Time-of-Flight Decoding with Tensilica Vision DSPs - AI's Role in ToF Decoding

In our previous blog, we discussed the fundamentals of time-of-flight (ToF) technology, including the signal processing requirements for pre-processing and decoding ToF sensor data. We also examined how Tensilica Vision DSPs meet the computational demands while ensuring energy efficiency. In case you missed it, here's the link to the previous post.

Building on that, today we will examine how artificial intelligence is being utilized for ToF decoding and the shift in computational requirements from traditional signal processing to neural network-based approaches. We will also explore how Cadence Tensilica Vision DSPs are facilitating these advancements.
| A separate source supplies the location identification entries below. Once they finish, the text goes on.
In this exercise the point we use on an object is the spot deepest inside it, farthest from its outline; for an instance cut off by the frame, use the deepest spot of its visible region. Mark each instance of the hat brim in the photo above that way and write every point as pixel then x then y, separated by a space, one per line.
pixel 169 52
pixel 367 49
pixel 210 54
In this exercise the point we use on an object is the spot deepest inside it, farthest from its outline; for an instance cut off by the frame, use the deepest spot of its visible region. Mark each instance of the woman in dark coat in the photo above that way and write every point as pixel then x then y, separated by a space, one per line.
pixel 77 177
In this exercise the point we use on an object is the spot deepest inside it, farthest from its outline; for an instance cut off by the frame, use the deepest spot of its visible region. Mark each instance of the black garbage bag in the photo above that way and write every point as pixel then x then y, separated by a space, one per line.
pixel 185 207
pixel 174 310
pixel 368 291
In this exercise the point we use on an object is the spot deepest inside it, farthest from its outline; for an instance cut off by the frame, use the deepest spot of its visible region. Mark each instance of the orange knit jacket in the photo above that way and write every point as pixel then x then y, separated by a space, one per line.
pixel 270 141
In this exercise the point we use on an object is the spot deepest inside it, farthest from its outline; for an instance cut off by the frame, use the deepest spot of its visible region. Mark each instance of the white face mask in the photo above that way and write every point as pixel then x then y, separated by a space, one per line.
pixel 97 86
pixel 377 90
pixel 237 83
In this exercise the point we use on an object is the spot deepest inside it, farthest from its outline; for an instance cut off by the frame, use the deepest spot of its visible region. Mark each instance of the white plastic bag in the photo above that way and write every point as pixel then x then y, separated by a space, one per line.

Artificial Intelligence, particularly deep learning with Transformer networks, is increasingly vital in ToF sensing. It enhances the quality of depth data and facilitates higher-level scene understanding based on 3D information. Transformers, originally designed for natural language processing, have demonstrated powerful capabilities in computer vision due to their ability to model long-range dependencies and global context within data through self-attention mechanisms. This makes them highly effective for tasks requiring a comprehensive understanding of spatial relationships, such as those found in 3D depth data. Tensilica Vision DSPs, with their strong AI inference capabilities, provide an efficient platform for deploying these AI algorithms in addition to the classical pre-processing at the edge.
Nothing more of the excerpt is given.